The Districts are no ordinary rock band. They might come off as one, though. When representation remains an issue even in a field as progressive as music, who’s to blame for passing over the familiar trope of four white dudes in a Philly-based outfit playing guitar, drums, and bass in favor of something else?
This would be a mistake. There are plenty of reasons The Districts’ music began to take off before these guys had even graduated high school; the band’s charm is undeniable to even the strongest of cynics. Playful dynamics and biting tales of romance, often littered with an occasional, easy-to-miss joke, have been the group’s signature since its self-released, debut LP, Telephone, in 2012. Later, the band’s first full-length for storied indie label Fat Possum, 2015’s sophomore effort A Flourish and a Spoil, brought the band to its biggest audience yet without sacrificing the qualities that its earliest fans cherished. Popular Manipulations, The Districts’ third and newest album, takes that album’s highlights—beefy guitar tones, disarming vocals and stories specific and sometimes surreal—and blows them up with stronger and more varied songwriting, sharper production, and crisper mixing.

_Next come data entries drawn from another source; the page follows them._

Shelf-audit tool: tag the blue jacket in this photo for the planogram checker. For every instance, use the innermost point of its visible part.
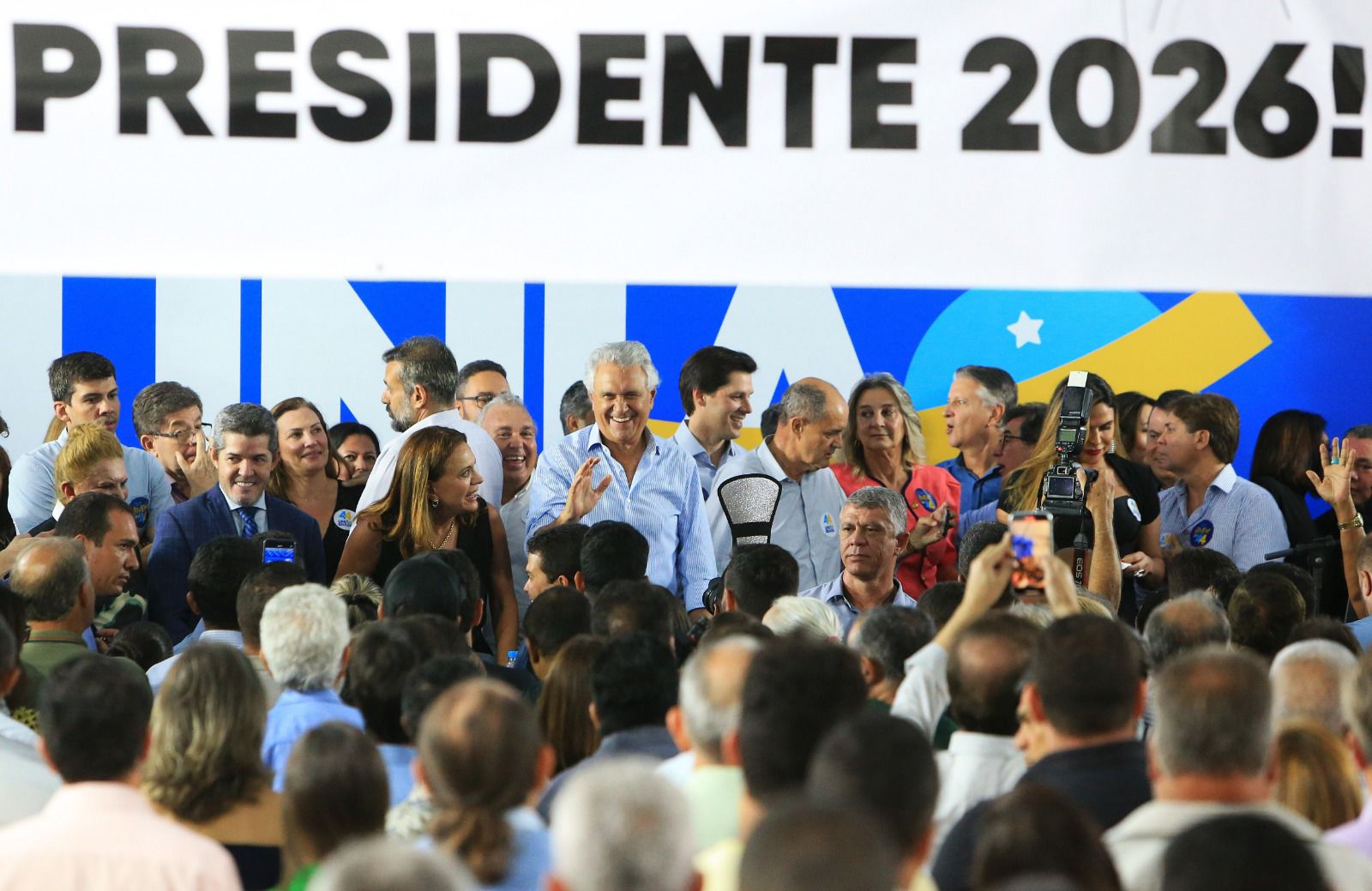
(187, 526)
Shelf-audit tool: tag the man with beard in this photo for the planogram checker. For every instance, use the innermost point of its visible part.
(422, 392)
(507, 419)
(717, 386)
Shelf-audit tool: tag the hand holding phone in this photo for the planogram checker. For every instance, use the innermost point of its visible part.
(1031, 541)
(278, 551)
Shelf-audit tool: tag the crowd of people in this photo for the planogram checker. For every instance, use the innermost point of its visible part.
(265, 653)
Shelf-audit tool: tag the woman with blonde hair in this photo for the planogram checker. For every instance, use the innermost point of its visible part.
(432, 505)
(482, 758)
(1316, 774)
(884, 445)
(1132, 514)
(361, 596)
(564, 703)
(308, 475)
(93, 461)
(205, 763)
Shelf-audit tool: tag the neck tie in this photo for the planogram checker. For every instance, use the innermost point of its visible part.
(249, 521)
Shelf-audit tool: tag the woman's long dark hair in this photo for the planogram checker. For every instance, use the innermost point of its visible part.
(1287, 447)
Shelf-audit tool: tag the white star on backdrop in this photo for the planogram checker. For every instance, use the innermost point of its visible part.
(1026, 330)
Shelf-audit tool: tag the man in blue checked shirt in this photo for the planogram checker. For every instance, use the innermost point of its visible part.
(617, 470)
(1212, 505)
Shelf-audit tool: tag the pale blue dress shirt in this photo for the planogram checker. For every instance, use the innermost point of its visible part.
(707, 470)
(294, 715)
(33, 491)
(663, 503)
(1238, 518)
(976, 491)
(806, 522)
(397, 760)
(837, 599)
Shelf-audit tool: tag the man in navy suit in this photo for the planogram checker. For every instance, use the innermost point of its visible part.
(244, 452)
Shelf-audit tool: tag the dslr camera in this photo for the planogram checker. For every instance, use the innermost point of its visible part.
(1063, 493)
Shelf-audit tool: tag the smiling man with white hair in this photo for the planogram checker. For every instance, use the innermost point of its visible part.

Grammy-winning Flourish producer John Congleton only contributed to four tracks on Popular Manipulations; the band self-recorded the rest with friend and Pine Barons member Keith Abrams. This newest album is thus more of a refocusing than a transformation; for example, if Flourish’s breakout hit “4th and Roebling” is a supercharged mess of overdrive and invigorating bass drum groove, Manipulations’ “Violet” is its sweeter, more militaristic brother. Drummer Braden Lawrence mostly sounds like a cannon as Grote and Pat Cassidy churn out guitars as pretty as they are ferocious, a synth faintly swirling as Grote sings mysteriously yet lovingly of a special someone in his life. “Fat Kiddo,” perhaps the album’s closest link to previous works, smears fuzzed-out acoustic guitars over a deceptively gentle pop abyss as Grote eerily ponders mass grieving.
But that’s about it as ties to the past go. Otherwise, Popular Manipulations is newly forceful both instrumentally and vocally. “Salt” finds Grote in an almost Isaac Brock-like state of beckoning as he tastes “a little birdie with a broken wing,” his band depicting the solemnity of heartbreak via a tense crescendo that later leads to perhaps the album’s sludgiest moment. Bassist Connor Jacobus comes crashing through the background, with just 30 seconds left, like Vincent Vega if he’d actually pummeled his car into Lance’s house. “Rattling of the Heart” is similarly thick, bass literally rattling its chorus as Grote goes full Spencer Krug, to whom he’s sometimes compared. As well, “If Before I Wake” thunders in (again, literally—“thunder woke me up” is its first lyric) with a guitar blast as unexpected and borderline comical as Grote’s self-deprecation: “Would you start to miss me/or am I all alone?/No, I’m just a narcissist.”
Fans likely saw this growth coming: “Ordinary Day,” which was released two months before Popular Manipulations was even announced, is a convergence of everything new The Districts are doing. Its chorus is louder and more distorted than its verse, which is louder than its intro. Its guitars are as thick as they are blurry, more empowering than ever as they swallow Jacobus’ bass. This is to mention nothing of Grote’s falsetto, a previously unexplored range of his voice. Then, of course, there’s that hilarious contrast between the sequential lyrics “An ordinary sunset/an ordinary day” and “I’ll let you down again,” a 180 from beautiful to self-effacing. Popular Manipulations resembles a sunset that’s far more than ordinary, the red sky at night before the darkness of the latest hours. It’s not letting anyone down.